Nature vs. nurture. Are serial killers born or created?

Many scientists, including Faye Snyder state, “Killers are Made, Not Born”.  According to Pinkus (2001) serial killers are created from a combination of are three things: child abuse, neurological damage and psychiatric illness. Pinkus (2001), to explain how the three combined, stated “the three factors interact, as childhood abuse creates enormous anger, while neurologic and psychiatric diseases of the brain damage the capacity to stop urges to violence.” Out of these three factors people are possible born with 2 of them.

As you can see through the Hickeys Trauma Model (figure 1) traumatic events such as child abuse can create homicidal behavior. Ressler & Shachtman (1993) stated “similar patterns of severe childhood neglect”. Pinkus’ (2001) found that 94 percent had experienced abuse as children.
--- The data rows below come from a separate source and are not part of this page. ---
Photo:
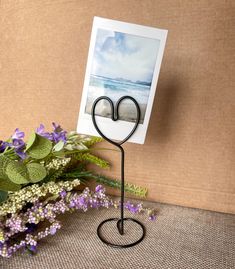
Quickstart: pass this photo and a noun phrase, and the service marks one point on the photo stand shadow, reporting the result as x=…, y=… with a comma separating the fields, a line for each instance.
x=121, y=220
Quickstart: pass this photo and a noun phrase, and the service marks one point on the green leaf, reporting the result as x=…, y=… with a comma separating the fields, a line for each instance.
x=3, y=163
x=92, y=159
x=17, y=172
x=31, y=140
x=3, y=196
x=7, y=185
x=59, y=146
x=36, y=172
x=39, y=148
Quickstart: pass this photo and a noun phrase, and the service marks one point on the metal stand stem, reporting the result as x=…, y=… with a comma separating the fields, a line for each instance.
x=120, y=221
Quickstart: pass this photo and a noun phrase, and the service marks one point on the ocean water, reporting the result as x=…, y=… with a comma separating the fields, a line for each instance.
x=115, y=89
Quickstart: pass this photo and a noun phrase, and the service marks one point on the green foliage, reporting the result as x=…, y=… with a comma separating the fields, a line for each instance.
x=3, y=164
x=59, y=146
x=84, y=156
x=38, y=147
x=7, y=185
x=36, y=172
x=17, y=172
x=3, y=196
x=54, y=174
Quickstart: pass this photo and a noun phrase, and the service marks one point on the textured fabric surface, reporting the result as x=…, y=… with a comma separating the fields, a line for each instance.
x=181, y=238
x=188, y=156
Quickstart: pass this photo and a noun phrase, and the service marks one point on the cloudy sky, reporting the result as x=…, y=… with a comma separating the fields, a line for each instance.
x=119, y=55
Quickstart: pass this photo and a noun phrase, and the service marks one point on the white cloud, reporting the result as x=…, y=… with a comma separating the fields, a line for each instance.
x=125, y=56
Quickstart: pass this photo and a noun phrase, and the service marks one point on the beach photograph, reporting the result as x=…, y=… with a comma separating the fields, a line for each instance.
x=122, y=65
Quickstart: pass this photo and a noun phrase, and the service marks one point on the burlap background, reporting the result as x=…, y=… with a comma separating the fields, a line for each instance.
x=188, y=157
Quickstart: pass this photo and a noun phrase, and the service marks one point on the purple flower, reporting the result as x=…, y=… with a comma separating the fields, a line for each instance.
x=152, y=217
x=3, y=146
x=41, y=131
x=58, y=133
x=18, y=134
x=32, y=248
x=63, y=194
x=18, y=144
x=52, y=230
x=99, y=188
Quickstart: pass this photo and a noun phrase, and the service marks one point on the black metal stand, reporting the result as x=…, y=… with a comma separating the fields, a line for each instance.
x=115, y=117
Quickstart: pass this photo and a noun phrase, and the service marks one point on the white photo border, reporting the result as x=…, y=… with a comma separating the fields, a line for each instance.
x=120, y=129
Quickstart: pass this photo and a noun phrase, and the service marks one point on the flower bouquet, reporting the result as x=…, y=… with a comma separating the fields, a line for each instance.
x=39, y=180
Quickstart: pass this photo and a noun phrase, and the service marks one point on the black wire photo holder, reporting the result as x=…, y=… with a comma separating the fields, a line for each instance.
x=121, y=220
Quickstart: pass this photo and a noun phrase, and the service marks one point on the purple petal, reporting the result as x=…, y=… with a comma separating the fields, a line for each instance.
x=40, y=129
x=21, y=154
x=18, y=134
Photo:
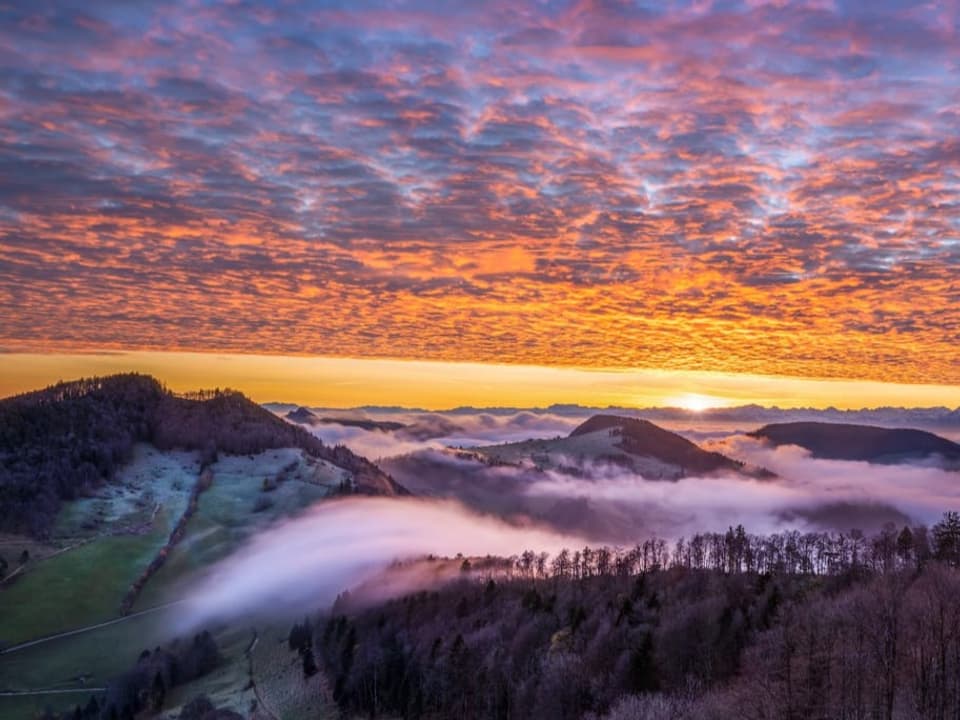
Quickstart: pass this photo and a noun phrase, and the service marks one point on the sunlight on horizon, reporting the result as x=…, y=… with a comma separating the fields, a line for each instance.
x=435, y=385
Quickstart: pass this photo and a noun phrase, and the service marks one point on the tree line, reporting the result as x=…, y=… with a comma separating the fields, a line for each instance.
x=788, y=626
x=64, y=442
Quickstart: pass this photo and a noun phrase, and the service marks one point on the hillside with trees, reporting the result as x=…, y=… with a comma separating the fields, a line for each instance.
x=63, y=442
x=720, y=626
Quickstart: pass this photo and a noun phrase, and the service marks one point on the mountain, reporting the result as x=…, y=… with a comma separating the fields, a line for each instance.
x=841, y=441
x=62, y=442
x=641, y=438
x=637, y=445
x=305, y=416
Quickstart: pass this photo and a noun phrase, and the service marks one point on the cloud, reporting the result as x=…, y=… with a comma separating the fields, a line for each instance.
x=587, y=183
x=435, y=431
x=305, y=563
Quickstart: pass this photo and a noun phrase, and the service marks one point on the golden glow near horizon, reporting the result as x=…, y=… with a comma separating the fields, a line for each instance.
x=350, y=382
x=751, y=187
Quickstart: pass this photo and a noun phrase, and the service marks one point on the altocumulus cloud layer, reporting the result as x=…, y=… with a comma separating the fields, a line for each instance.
x=754, y=186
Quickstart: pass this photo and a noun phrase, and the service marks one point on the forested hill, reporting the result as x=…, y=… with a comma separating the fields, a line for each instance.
x=641, y=437
x=60, y=442
x=842, y=441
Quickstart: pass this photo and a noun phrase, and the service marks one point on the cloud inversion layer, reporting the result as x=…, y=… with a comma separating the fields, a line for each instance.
x=763, y=187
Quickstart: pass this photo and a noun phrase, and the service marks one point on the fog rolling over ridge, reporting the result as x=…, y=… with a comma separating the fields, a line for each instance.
x=608, y=502
x=470, y=505
x=304, y=563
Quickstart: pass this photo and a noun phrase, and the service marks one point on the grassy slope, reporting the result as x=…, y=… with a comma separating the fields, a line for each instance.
x=94, y=576
x=85, y=585
x=225, y=516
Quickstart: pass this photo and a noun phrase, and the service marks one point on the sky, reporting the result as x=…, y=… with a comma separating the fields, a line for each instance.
x=761, y=189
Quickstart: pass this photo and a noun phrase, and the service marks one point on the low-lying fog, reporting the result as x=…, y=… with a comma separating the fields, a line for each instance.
x=466, y=506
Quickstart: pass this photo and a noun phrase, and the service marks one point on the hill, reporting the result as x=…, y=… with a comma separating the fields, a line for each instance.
x=62, y=442
x=305, y=416
x=841, y=441
x=637, y=445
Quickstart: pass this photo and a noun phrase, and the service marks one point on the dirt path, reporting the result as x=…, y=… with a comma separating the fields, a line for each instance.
x=253, y=680
x=19, y=693
x=31, y=643
x=22, y=569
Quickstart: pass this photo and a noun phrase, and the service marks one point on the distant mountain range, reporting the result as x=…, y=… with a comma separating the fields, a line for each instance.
x=746, y=414
x=304, y=416
x=637, y=445
x=843, y=441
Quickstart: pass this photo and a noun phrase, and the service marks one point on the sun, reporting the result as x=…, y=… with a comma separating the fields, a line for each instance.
x=695, y=402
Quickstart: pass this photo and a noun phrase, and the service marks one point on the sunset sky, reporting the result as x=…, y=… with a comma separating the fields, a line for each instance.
x=586, y=201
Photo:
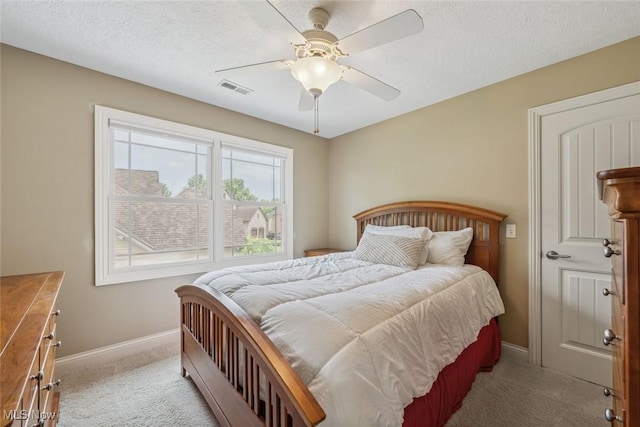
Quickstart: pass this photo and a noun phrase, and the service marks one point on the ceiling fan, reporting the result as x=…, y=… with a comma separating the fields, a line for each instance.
x=317, y=52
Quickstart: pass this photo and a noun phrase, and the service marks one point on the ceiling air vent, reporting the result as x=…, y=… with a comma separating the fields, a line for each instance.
x=234, y=87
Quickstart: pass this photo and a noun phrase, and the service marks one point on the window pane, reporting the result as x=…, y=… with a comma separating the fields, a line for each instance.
x=251, y=175
x=169, y=168
x=160, y=232
x=251, y=230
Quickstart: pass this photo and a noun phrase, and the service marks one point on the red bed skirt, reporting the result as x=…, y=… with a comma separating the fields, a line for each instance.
x=454, y=382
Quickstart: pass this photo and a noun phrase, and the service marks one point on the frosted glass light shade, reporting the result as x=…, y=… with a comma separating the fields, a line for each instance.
x=316, y=73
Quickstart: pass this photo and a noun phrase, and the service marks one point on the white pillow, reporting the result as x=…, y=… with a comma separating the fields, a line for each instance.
x=405, y=231
x=449, y=247
x=383, y=229
x=401, y=251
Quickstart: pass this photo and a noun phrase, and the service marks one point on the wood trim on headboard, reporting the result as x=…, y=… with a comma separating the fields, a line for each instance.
x=444, y=216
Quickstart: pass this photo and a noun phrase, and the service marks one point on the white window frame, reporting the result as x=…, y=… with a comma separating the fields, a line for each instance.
x=104, y=161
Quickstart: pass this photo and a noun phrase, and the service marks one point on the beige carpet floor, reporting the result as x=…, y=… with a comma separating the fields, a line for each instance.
x=148, y=390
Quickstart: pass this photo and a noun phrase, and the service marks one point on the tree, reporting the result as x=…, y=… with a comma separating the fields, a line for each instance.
x=259, y=246
x=237, y=191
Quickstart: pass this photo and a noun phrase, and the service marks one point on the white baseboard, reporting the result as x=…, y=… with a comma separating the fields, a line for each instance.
x=126, y=348
x=515, y=351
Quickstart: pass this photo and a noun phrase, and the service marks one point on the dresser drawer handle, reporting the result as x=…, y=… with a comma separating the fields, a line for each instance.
x=609, y=336
x=39, y=376
x=609, y=415
x=608, y=252
x=49, y=386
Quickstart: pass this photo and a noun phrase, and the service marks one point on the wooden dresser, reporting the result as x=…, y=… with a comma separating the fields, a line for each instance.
x=620, y=191
x=28, y=342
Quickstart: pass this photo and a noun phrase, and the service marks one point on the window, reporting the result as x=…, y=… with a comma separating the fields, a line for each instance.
x=173, y=199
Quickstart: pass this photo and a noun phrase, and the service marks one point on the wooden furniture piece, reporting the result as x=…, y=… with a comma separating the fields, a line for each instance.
x=28, y=395
x=214, y=329
x=620, y=191
x=322, y=251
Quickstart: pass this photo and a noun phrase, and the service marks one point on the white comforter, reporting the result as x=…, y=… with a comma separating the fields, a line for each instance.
x=366, y=338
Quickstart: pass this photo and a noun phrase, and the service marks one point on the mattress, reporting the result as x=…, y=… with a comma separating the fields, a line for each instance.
x=366, y=338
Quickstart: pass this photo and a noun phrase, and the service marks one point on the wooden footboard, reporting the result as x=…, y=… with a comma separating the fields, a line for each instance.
x=238, y=370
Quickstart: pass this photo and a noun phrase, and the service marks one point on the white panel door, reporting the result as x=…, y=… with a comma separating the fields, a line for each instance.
x=575, y=144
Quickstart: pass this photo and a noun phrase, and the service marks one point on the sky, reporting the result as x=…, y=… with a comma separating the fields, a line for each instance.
x=177, y=161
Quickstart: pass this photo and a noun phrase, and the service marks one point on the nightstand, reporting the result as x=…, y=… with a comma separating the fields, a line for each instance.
x=322, y=251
Thus because child abuse is a environmental factor this support the idea that you are not born a killer.

(Figure 1)

Secondly, not all people with neurological damage and psychiatric illness become serial killers. Furthermore some neurological and psychiatric illnesses can be triggered after birth e.g. schizophrenia. Thus environmental factor can cause neurological and psychiatric illnesses that can caused a person to become a serial killer.

A great case study that studies if serial killers are born not created is the case of James Fallon. He is a neuroscientist and found out that he was part of a long linage of serial killers. When checking the brains of the psychopaths he observed that he shared the same areas of his orbital cortex were inactive, even though he had never has killed anyone. According to the idea that being of born a killer, James Fallon should have had  serial killing tendencies.

Overall it seems that there are a few elements of being a serial killer, which a person can be born with, however if Pinkus’ (2001) three factors (child abuse, neurological damage and psychiatric illness) are not all present you are unlikely to get a serial killer. Thus serial killers are not born evil. As Vronsky P. (2004) states, “unraveling the making of a serial killer is like aligning a Rubik’s cube”. Currently we don’t have the mechanisms in place to make concrete predictions on a child’s future, however in time it might be possible.